I am reading a book right now called Giving up Gimmicks: Reclaiming Youth Ministry from an Entertainment Culture, by Brian H. Cosby. In a section of this book Cosby lays out the importance of meditation and memorization of God’s Word. It’s an excellent and insightful little section, and thought I would share.
“Robert Dabney, the nineteenth century Southern Presbyterian and theologian, noted that the Christian should meditate on “the ascertained perfections of God, until the soul is suffused with sacred affections.” Two of the most intimate and soul-satisfying disciples of the Christian life are Scripture meditation and memorization. They are also some of the hardest, which is why they have all but disappeared across the evangelical landscape.
The Psalmist writes, blessed is the man whose “delight is in the law of the LORD, and on his law he meditates day and night” (Psalm 1:2). The word for “law” may be used broadly to encompass all of God’s Word. Our delight should be in God’s holy Word to such a degree that we should meditate on it – day and night! Meditation is an avenue of using God’s Word as a means of Grace. The Psalmist goes on to describe how that grace is applied: “He is like a tree well planted by streams of water that yields its fruit in its season, and its leaf does not wither” (v. 3).
Meditating on God’s Word is a way that we enter into intimate communion with Him and rest in His promises. Jesus said, “Abide in me, and I in you. As the branch cannot bear fruit by itself, unless it abides in the vine, neither can you, unless you abide in me” (John 15:4). It is in God’s Word that we encounter the sovereign Lord, the works of God in creation and providence, and the gospel of Jesus Christ. May [we] say with David, “On the glorious splendor of your majesty, and on your wondrous works, I will meditate” (Psalm 145:5)!
Closely associated with meditation is Scripture memorization. Memory works like a muscle in your brain, which builds strength and makes you able to retain more, the more you exercise it in memorization. Many Christians don’t attempt memorizing Scripture, and hide behind natural excuses such as, “My brain doesn’t work like that,” or, “Why memorize a verse when I could just look it up?”
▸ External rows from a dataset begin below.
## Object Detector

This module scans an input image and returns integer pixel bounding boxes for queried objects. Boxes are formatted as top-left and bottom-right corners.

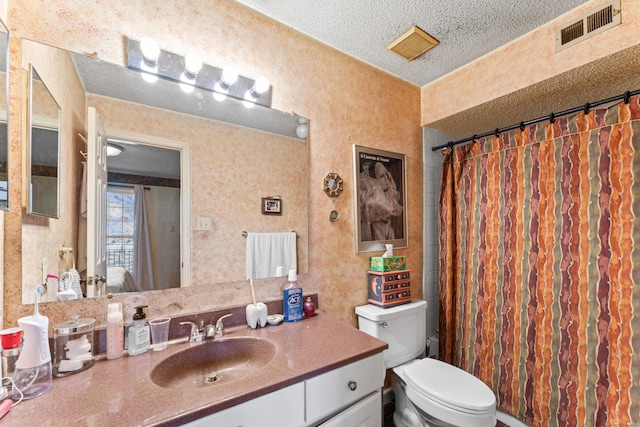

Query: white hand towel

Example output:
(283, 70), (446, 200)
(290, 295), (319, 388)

(247, 232), (298, 279)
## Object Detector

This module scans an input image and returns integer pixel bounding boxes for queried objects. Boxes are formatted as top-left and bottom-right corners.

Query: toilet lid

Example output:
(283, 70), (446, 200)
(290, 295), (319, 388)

(404, 359), (496, 413)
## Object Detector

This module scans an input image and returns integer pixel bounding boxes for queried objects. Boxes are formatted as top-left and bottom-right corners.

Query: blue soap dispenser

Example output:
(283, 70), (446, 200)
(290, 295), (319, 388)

(128, 305), (151, 356)
(282, 270), (302, 322)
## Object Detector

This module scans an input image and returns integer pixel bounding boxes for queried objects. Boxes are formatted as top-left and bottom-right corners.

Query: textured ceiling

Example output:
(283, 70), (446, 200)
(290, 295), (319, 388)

(237, 0), (587, 86)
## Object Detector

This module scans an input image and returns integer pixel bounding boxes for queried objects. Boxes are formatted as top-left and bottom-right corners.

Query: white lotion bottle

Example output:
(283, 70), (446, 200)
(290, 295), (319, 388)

(107, 302), (124, 359)
(128, 305), (151, 356)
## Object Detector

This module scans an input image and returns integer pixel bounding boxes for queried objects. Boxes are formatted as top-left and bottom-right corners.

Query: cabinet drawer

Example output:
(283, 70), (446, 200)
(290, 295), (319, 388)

(186, 383), (304, 427)
(305, 353), (385, 424)
(320, 390), (382, 427)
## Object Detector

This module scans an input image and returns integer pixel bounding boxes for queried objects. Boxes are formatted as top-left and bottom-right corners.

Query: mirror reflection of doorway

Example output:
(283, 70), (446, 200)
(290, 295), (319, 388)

(106, 138), (181, 293)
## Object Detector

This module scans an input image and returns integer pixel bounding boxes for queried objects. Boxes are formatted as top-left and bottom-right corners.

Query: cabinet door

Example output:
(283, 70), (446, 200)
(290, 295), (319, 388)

(305, 353), (385, 424)
(320, 390), (382, 427)
(185, 383), (304, 427)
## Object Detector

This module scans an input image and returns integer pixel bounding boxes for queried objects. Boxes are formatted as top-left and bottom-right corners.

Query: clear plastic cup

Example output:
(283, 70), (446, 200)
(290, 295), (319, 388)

(149, 317), (171, 351)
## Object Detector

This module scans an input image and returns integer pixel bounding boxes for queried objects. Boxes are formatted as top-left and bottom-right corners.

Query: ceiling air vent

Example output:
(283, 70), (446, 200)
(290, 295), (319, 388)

(556, 0), (621, 52)
(387, 25), (440, 61)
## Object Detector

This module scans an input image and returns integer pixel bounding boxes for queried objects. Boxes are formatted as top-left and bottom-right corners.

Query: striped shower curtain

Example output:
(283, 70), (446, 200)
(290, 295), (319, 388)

(440, 97), (640, 427)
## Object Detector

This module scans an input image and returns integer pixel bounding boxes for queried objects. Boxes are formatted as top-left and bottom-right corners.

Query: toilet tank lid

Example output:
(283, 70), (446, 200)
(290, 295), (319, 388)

(356, 299), (427, 322)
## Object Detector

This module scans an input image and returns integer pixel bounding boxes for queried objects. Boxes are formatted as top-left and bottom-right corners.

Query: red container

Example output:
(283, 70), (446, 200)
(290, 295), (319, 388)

In John Bunyan’s classic, The Pilgrim’s Progress, the main character, Christian, finds himself battling the evil dragon Apollyon. The description is worth quoting here:
“While Apollyon lifted himself up to deliver his last blow and to make a full end of this good man, Christian nimbly stretched out his hand for his sword and grabbed it, saying, “Rejoice against me, O my enemy: when I fall, I shall rise back up.” With that, Christian gave Apollyon a deadly thrust, which made the fiend fall back as one who had received a mortal wound.”
What is particularly striking about this story is that Christian grabs his “sword” and then speaks God’s Word, using it as both a defensive and an offensive weapon. In Ephesians 6, Paul describes the armor of God and ends with a description of the “sword of the Spirit, which is the word of God” (v. 17). The reason this is striking is that the Greek word for “word” here is the more unusual rhema, which is the spoken word. In order to speak this word during battle, Christian had to first know the word in his heart.
It’s quite amazing the number of songs we know by heart. It’s even more amazing the number of songs youth know by heart! Yet we succumb to Satan’s lie that it’s of no great benefit to us to know God’s Word by heart. The Psalmist writes, “I have stored up your word in my heart, that I might not sin against you” (Psalm 119:11). In an age of rampant teen pregnancies, suicides through the roof, and pornographic addictions, we still have the pride to say that hiding God’s Word in our hearts is of no real benefit.
Our only hope must come from the gospel of Jesus, who three times answered the enticements of Satan in the wilderness by quoting God’s Word. While we remain unfaithful to God in knowing, meditating, memorizing, and delighting in His Word, Jesus was perfectly faithful on our behalf. The good news of Jesus Christ has great application for the entertainment-saturated teenager.” (pp40-42)
Earlier this week, Ryan K. pointed out the importance of taking time for meditation on God’s Word’s. I would like to encourage you (and me!) to memorize God’s Word also. It’s something that we often forget the importance of doing. Let us follow the example Jesus gave, and the many before and after Him. Let us be in the Word every day, mediating on it and memorizing it. It is so endlessly rich and full of blessings!